## Consumption

**i. Planned Consumption Expenditure (C)**

This is made up of planned expenditure by households on durable and non-durable goods and services such as household expenditure on plantain, cars, shoes, and so on.

**ii. Consumption Function:**

A consumption function, in its simplest form, expresses the relation of consumption to disposable income (defined as gross income minus tax), holding non-income determinants of consumption constant. This function is represented as follows:

C = a + bY_{d} a > 0; 0 < b < 1

Where C = consumption expenditure; and

Y_{d} = disposable income

The consumption function in this form is a linear function (a straight line) where:

“a” measures consumption expenditure when income is zero (Y_{d} = 0). This is called autonomous consumption. It is independent of the level of disposable income.
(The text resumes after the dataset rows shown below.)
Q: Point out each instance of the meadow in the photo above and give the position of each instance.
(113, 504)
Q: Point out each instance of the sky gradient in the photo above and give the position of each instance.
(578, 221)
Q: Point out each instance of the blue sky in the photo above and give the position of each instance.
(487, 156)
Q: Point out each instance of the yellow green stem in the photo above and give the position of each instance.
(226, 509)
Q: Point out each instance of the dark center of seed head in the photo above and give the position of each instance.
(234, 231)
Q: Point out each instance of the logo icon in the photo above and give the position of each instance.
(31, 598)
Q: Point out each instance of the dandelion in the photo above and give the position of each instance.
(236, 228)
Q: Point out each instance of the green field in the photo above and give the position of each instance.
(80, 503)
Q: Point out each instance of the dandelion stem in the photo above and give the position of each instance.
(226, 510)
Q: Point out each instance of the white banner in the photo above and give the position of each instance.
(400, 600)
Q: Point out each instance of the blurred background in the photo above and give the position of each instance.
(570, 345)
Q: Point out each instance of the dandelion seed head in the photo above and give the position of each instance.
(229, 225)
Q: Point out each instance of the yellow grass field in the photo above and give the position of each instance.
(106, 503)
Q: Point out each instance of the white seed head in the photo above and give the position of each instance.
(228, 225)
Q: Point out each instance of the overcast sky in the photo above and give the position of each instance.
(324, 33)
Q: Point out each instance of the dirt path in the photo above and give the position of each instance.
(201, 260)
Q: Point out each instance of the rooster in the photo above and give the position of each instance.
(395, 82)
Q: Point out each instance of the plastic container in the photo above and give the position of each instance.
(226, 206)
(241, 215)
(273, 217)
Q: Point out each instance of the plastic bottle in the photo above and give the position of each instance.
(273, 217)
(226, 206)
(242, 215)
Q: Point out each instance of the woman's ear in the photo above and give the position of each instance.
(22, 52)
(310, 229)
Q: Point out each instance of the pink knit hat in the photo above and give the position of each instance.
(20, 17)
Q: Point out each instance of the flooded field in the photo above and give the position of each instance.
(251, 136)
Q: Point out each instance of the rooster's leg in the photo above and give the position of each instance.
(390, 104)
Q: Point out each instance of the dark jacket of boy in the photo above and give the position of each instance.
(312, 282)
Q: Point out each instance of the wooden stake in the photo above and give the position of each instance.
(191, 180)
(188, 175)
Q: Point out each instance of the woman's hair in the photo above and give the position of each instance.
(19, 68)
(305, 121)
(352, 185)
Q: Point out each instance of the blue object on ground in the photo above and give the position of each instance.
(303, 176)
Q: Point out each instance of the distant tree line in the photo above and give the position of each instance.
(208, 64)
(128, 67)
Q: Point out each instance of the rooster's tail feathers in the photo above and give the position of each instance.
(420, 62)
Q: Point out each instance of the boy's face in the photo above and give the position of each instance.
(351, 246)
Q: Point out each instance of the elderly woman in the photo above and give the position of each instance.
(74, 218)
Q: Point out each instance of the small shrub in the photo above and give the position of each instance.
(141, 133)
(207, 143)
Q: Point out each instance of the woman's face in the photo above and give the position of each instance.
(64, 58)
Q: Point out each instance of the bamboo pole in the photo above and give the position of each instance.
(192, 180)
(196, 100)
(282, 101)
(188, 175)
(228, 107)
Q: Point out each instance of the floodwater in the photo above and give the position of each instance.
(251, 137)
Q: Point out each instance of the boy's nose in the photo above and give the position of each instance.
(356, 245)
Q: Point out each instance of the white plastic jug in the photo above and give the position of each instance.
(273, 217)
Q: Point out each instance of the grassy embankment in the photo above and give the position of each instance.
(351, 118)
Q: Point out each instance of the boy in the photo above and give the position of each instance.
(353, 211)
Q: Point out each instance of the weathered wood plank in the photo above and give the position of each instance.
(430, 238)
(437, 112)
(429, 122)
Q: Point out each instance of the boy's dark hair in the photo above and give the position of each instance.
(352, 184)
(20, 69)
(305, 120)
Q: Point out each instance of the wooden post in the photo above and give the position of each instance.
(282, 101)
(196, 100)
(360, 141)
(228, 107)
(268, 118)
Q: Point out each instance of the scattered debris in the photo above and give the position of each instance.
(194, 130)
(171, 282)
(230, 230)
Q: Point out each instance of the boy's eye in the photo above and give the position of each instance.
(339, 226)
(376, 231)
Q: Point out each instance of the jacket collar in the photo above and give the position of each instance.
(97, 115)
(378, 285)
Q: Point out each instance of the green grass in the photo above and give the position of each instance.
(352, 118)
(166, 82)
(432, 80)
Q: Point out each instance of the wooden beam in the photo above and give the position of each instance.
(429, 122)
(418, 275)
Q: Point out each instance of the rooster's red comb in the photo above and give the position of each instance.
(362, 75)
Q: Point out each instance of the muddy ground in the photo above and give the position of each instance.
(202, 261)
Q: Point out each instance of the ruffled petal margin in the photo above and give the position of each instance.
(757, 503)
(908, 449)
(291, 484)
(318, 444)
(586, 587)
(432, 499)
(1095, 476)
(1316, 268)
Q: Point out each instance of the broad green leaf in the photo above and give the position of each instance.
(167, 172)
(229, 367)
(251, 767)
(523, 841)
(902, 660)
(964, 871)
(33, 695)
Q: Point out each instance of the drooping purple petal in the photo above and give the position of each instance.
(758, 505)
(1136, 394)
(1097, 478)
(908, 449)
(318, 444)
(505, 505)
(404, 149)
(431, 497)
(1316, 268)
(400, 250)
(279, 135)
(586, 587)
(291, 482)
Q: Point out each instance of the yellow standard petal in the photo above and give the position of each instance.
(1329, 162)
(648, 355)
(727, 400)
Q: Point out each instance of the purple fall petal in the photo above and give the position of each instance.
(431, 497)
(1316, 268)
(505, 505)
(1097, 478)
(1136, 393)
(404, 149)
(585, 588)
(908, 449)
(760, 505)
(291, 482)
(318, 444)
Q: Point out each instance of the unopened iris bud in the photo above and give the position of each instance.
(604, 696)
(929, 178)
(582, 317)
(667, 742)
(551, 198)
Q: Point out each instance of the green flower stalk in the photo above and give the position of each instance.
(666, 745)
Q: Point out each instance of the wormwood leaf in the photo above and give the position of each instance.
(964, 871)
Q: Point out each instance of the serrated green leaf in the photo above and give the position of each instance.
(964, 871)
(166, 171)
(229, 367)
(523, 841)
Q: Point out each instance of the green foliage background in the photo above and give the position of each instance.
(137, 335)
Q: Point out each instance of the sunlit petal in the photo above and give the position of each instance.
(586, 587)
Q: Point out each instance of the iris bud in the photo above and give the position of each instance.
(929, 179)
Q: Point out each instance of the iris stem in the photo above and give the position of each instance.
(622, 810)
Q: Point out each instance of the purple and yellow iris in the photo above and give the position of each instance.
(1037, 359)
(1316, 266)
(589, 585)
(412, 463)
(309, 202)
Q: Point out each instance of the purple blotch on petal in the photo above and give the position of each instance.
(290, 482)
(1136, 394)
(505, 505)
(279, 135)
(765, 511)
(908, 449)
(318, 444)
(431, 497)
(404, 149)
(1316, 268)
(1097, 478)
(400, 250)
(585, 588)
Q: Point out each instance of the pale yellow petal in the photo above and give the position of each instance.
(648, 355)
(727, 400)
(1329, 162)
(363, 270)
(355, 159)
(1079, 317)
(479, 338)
“bY_{d}” is income induced consumption expenditure. This is the proportion of consumption expenditure that is dependent on the level of disposable income.

“b” measures the extent of a change in consumption expenditure with respect to a change in disposable income. It is the slope of the consumption function. It is called the Marginal Propensity to Consume (MPC).

Figure 11.2 depicts the consumption function. “a” is non- income induced consumption expenditure or the autonomous consumption expenditure and the line marked C= a + bY_{d} is the consumption function. The slope of the consumption function is ∆C/∆Y_{d} and is equal to “b”.